- Andover
- Coordinates: 42°20′06″S 147°31′08″E﻿ / ﻿42.3350°S 147.5188°E
- Population: 39 (2021 census)
- Postcode(s): 7120
- Location: 16 km (10 mi) E of Oatlands
- LGA(s): Southern Midlands
- Region: Central
- State electorate(s): Lyons
- Federal division(s): Lyons
Localities around Andover:
| Oatlands | York Plains, Pawtella | Lemont |
| Oatlands, Parattah | Andover | Lemont |
| Parattah | Parattah | Stonehenge |

= Andover, Tasmania =

Andover is a rural locality in the local government area (LGA) of Southern Midlands in the Central LGA region of Tasmania. The locality is about 16 km east of the town of Oatlands. The 2021 census recorded a population of 39 for Andover.
It consists of mostly farming land and several historic pastoral properties. Andover covers an area of 73.446 square kilometres.

==History==
Andover was gazetted as a locality in 1974.

Eastern Marshes Siding Post Office opened in 1888, and was renamed Andover in 1893. It closed in 1966.
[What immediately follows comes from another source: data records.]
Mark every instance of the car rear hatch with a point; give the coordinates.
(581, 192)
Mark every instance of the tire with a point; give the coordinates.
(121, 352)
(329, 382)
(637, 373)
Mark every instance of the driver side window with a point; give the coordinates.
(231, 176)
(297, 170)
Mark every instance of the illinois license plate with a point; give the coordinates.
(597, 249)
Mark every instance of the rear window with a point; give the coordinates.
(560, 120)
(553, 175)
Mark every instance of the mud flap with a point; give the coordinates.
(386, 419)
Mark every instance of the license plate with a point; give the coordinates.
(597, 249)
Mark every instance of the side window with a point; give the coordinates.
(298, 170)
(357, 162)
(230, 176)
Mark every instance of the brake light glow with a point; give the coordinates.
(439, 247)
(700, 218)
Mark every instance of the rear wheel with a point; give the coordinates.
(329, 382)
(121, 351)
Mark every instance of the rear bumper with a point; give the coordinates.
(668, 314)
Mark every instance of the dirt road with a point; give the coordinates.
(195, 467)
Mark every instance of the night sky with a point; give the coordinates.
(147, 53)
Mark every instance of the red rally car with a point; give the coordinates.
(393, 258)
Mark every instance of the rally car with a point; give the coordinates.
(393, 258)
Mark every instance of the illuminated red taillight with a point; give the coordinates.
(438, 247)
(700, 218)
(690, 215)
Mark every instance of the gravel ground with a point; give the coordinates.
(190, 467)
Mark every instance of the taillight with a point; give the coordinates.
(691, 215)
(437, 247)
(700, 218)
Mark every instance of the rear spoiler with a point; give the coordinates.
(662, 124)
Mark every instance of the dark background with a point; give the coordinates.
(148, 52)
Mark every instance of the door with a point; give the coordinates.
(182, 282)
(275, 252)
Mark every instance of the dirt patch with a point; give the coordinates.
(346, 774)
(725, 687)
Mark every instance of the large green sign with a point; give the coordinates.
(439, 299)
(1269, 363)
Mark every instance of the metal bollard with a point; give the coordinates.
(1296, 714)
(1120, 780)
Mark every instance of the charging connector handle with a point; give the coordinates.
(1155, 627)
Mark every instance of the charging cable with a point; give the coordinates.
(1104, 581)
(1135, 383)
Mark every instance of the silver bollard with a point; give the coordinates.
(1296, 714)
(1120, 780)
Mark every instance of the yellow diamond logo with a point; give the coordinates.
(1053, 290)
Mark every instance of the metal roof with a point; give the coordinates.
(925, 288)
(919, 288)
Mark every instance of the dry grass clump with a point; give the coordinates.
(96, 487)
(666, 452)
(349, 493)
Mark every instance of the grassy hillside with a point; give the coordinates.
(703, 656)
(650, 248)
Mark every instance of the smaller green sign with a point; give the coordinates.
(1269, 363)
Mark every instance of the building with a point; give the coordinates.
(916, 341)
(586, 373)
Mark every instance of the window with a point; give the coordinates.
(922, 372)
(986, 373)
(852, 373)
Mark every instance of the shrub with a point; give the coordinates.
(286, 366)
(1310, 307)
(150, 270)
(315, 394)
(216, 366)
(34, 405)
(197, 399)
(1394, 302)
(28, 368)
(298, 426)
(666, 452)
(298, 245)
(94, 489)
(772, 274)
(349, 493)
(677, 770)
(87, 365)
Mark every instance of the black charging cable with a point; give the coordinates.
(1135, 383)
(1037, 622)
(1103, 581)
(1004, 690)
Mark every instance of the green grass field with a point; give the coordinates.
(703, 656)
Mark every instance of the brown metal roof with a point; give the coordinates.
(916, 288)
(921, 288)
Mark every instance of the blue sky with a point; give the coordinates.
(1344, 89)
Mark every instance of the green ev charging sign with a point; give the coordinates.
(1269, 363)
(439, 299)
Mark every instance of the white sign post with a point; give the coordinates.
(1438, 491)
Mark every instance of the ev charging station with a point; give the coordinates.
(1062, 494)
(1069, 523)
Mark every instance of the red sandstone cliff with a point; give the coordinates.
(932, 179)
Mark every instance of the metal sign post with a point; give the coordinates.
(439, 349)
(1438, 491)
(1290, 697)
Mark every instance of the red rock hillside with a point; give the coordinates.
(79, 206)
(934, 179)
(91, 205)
It was historically a village on the Little Swan River, in the county of Somerset, Tasmania about 62 km (50 miles) from Hobart. It was named by Lieutenant Francis Tabart in 1831.

==Geography==
The Little Swanport River rises in the locality and flows through to the south-eastern boundary.

==Road infrastructure==
Route C310 (Inglewood Road) passes through from west to south-east. Route C307 (Lemont Road) starts at an intersection with C310 and runs east until it exits. Route C309 (Nala Road) starts at an intersection with C310 and runs north and east until it exits.